Paleoclimate records can be considered low-dimensional projections of the climate system that generated them. Understanding what these projections tell us about past climates, and changes in their dynamics, is a main goal of time series analysis on such records. Laplacian eigenmaps of recurrence matrices (LERM) is a novel technique using univariate paleoclimate time series data to indicate when notable shifts in dynamics have occurred. LERM leverages time delay embedding to construct a manifold that is mappable to the attractor of the climate system; this manifold can then be analyzed for significant dynamical transitions. Through numerical experiments with observed and synthetic data, LERM is applied to detect both gradual and abrupt regime transitions. Our paragon for gradual transitions is the Mid-Pleistocene Transition (MPT). We show that LERM can robustly detect gradual MPT-like transitions for sufficiently high signal-to-noise (S/N) ratios, though with a time lag related to the embedding process. Our paragon of abrupt transitions is the “8.2 ka” event; we find that LERM is generally robust at detecting 8.2 ka-like transitions for sufficiently high S/N ratios, though edge effects become more influential. We conclude that LERM can usefully detect dynamical transitions in paleogeoscientific time series, with the caveat that false positive rates are high when dynamical transitions are not present, suggesting the importance of using multiple records to confirm the robustness of transitions. We share an open-source Python package to facilitate the use of LERM in paleoclimatology and paleoceanography.

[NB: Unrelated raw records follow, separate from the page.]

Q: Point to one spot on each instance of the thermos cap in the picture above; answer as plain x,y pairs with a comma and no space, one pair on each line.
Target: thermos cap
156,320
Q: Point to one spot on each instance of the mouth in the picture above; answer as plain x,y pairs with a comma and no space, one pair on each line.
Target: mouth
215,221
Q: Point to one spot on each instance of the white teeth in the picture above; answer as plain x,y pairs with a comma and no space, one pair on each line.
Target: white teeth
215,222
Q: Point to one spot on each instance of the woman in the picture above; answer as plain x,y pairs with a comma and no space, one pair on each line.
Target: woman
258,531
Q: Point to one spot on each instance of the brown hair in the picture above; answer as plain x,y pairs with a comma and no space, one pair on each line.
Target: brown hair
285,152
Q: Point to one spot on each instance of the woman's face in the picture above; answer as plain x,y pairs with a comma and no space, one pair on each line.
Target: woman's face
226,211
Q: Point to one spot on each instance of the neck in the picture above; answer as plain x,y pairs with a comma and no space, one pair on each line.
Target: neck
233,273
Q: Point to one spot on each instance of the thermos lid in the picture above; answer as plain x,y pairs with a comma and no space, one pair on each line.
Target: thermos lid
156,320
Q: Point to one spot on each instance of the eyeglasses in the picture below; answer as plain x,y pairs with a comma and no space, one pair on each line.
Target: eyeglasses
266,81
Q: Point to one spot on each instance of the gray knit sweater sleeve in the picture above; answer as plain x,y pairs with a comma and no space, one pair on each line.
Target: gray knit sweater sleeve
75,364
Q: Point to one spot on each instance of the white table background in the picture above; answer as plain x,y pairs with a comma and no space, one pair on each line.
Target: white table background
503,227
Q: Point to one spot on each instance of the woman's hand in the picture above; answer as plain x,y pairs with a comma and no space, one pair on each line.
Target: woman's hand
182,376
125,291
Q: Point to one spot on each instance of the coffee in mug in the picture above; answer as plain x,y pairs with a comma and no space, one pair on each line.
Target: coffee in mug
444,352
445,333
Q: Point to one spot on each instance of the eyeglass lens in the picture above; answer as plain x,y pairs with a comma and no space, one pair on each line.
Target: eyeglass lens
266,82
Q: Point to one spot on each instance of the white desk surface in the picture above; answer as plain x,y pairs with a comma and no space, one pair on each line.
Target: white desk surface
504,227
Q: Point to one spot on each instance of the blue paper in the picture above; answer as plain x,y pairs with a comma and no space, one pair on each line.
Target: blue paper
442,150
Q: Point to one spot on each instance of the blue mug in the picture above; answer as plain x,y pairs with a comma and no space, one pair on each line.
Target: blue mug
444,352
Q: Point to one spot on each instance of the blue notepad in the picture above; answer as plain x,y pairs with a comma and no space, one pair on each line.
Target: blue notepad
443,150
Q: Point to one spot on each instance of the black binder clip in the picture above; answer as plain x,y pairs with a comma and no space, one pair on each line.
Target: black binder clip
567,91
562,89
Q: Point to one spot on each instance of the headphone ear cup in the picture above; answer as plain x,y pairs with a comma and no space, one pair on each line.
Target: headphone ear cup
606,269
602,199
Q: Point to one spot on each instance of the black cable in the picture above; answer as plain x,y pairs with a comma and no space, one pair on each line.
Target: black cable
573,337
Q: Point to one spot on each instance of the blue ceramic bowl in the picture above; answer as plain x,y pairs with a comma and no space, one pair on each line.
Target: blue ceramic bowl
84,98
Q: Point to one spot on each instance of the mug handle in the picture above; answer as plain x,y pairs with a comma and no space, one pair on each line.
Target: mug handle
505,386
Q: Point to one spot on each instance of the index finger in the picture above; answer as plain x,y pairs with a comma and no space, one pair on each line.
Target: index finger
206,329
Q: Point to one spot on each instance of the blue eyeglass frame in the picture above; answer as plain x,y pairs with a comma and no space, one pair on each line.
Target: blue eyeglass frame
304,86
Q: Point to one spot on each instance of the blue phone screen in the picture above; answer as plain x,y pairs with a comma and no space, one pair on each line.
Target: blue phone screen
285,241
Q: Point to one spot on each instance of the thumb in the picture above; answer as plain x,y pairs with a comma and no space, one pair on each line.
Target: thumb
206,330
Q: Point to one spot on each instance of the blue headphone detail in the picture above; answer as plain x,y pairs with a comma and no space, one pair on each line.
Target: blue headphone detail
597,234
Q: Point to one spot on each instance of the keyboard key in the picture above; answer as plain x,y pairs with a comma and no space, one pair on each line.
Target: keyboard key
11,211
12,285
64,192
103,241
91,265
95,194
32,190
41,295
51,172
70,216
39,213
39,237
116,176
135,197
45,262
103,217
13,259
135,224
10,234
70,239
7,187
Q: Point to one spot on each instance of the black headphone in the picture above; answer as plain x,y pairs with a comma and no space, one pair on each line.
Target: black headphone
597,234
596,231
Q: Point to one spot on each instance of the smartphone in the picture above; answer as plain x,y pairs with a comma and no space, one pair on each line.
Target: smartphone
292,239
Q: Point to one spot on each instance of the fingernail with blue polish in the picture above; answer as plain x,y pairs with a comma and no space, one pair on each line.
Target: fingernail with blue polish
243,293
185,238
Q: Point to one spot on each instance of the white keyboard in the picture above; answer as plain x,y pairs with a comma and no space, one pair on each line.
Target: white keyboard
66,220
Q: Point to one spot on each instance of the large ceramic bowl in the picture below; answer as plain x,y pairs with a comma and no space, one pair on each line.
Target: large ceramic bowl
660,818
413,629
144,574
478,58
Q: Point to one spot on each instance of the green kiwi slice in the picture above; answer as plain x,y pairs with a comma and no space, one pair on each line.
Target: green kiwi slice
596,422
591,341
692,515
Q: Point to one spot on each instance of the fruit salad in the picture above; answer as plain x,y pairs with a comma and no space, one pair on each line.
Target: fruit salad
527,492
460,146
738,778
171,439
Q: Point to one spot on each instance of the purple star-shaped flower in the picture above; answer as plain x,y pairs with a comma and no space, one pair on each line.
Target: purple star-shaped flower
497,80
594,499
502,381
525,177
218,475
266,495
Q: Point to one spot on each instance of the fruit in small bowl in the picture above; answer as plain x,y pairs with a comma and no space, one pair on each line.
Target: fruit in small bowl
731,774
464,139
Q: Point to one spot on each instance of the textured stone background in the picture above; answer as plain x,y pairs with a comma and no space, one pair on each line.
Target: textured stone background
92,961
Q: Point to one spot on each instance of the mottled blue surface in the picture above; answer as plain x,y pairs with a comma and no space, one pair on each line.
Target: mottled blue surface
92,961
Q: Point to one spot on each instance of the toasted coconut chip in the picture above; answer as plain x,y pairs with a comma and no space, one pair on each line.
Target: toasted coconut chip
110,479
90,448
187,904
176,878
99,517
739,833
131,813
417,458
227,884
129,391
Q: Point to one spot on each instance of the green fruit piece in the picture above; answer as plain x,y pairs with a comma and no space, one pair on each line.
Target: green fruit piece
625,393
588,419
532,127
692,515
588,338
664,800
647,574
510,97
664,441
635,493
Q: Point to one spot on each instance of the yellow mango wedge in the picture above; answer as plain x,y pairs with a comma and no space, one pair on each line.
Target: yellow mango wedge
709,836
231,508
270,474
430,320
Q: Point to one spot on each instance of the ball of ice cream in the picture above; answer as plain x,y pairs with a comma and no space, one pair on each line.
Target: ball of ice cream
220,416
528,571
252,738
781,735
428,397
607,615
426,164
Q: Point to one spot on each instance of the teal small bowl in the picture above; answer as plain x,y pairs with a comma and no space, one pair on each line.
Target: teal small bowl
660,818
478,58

Links between tropical Pacific seasonal, interannual, and orbital variability during the Holocene

By Julien Emile-Geay, Kim M. Cobb, Matthieu Carré, Pascale Braconnot, Julie Leloup, Y. Zhou, S. P. Harrison, Thierry Corrège, H. V. Mcgregor, Matthew Collins, R. Driscoll, M. Elliot, B. Schneider, A. Tudhope

Nature Geocience

2016

The El Niño/Southern Oscillation (ENSO) is the leading mode of interannual climate variability. However, it is unclear how ENSO has responded to external forcing, particularly orbitally induced changes in the amplitude of the seasonal cycle during the Holocene. Here we present a reconstruction of seasonal and interannual surface conditions in the tropical Pacific Ocean from a network of high-resolution coral and mollusc records that span discrete intervals of the Holocene. We identify several intervals of reduced variance in the 2 to 7 yr ENSO band that are not in phase with orbital changes in equatorial insolation, with a notable 64% reduction between 5,000 and 3,000 years ago. We compare the reconstructed ENSO variance and seasonal cycle with that simulated by nine climate models that include orbital forcing, and find that the models do not capture the timing or amplitude of ENSO variability, nor the mid-Holocene increase in seasonality seen in the observations; moreover, a simulated inverse relationship between the amplitude of the seasonal cycle and ENSO-related variance in sea surface temperatures is not found in our reconstructions. We conclude that the tropical Pacific climate is highly variable and subject to millennial scale quiescent periods. These periods harbour no simple link to orbital forcing, and are not adequately simulated by the current generation of models.